Le plus étonnant, dans le programme du Parti travailliste, est peut-être sa position sur l’immigration. Il déplore, ainsi, les « records » atteints, en ce domaine, par le Parti conservateur et annonce vouloir réduire les arrivées en s’attaquant principalement aux passeurs clandestins. Il veut, aussi, mettre fin à l'appel d'air migratoire de ce qu'on appelle, en France, les « métiers en tension » : « La politique d’immigration du Labour réduira la dépendance (du Royaume-Uni) à l’égard des travailleurs étrangers, remédiera aux pénuries de compétences d’origine locale et garantira que le travail pénible soit récompensé par des salaires et des conditions convenables [afin d'être plus attractif] », explique le parti de la gauche anglaise. Selon le Parti travailliste, mieux vaut améliorer les conditions de travail et le niveau de revenu des Britanniques plutôt que d’accueillir des migrants en nombre, et mal.
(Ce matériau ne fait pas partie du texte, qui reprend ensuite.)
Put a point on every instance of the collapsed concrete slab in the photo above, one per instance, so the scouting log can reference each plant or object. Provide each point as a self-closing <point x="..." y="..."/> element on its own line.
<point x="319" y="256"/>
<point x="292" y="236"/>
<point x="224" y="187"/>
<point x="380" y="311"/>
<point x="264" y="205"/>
Un programme économique qui plaît aux chefs d’entreprise
Toutefois, pour parler au peuple de droite britannique, il faut donner des gages économiques. En 2023, lorsque le Parti travailliste était en tête des sondages, les chefs d’entreprise de l’autre côté de la Manche faisaient grise mine. Les règles d’embauche, de licenciement et de rémunération changeraient-elles ? Devraient-ils revoir les conditions de travail de leurs employés ? Bref, adapter leur mode de fonctionnement à des exigences moins compatibles avec la croissance de leurs entreprises ? Un an après, il semblerait que non. Différentes interviews montrent que les patrons sont nombreux à faire confiance au parti des travailleurs.
La raison de ce revirement ? Le travail de funambule mené par Keir Starmer. Parmi les mesures annoncées, on trouve, notamment, l’interdiction des contrats d’exploitation à durée indéterminée, la fin des « licenciements et réembauches » et l’augmentation du salaire minimum, qui deviendrait un « véritable salaire de subsistance » et ne dépendrait plus des tranches d’âge. Le parti prévoit également de nouveaux droits concernant les congés parentaux, les indemnités de maladies et la protection contre les licenciements abusifs. Enfin, certaines lois anti-grève pourraient être abrogées. Des propositions qui n’inquiètent pas beaucoup les grands patrons britanniques : ils estiment qu'ils remplissent déjà ces exigences. Le Labour, en revanche, ne prévoit pas d’augmenter l’impôt sur les entreprises ou celui sur le revenu. Il compte augmenter les recettes fiscales en luttant contre la fraude.
Profitant des erreurs du Parti conservateur, le Parti travailliste, grâce à un chef apprécié de la droite et des mesures moins radicales, semble bien parti pour reconquérir un pouvoir qui lui échappait depuis longtemps. La gauche qui gagne au Royaume-Uni est à des années-lumière de la gauche qui perd... en France.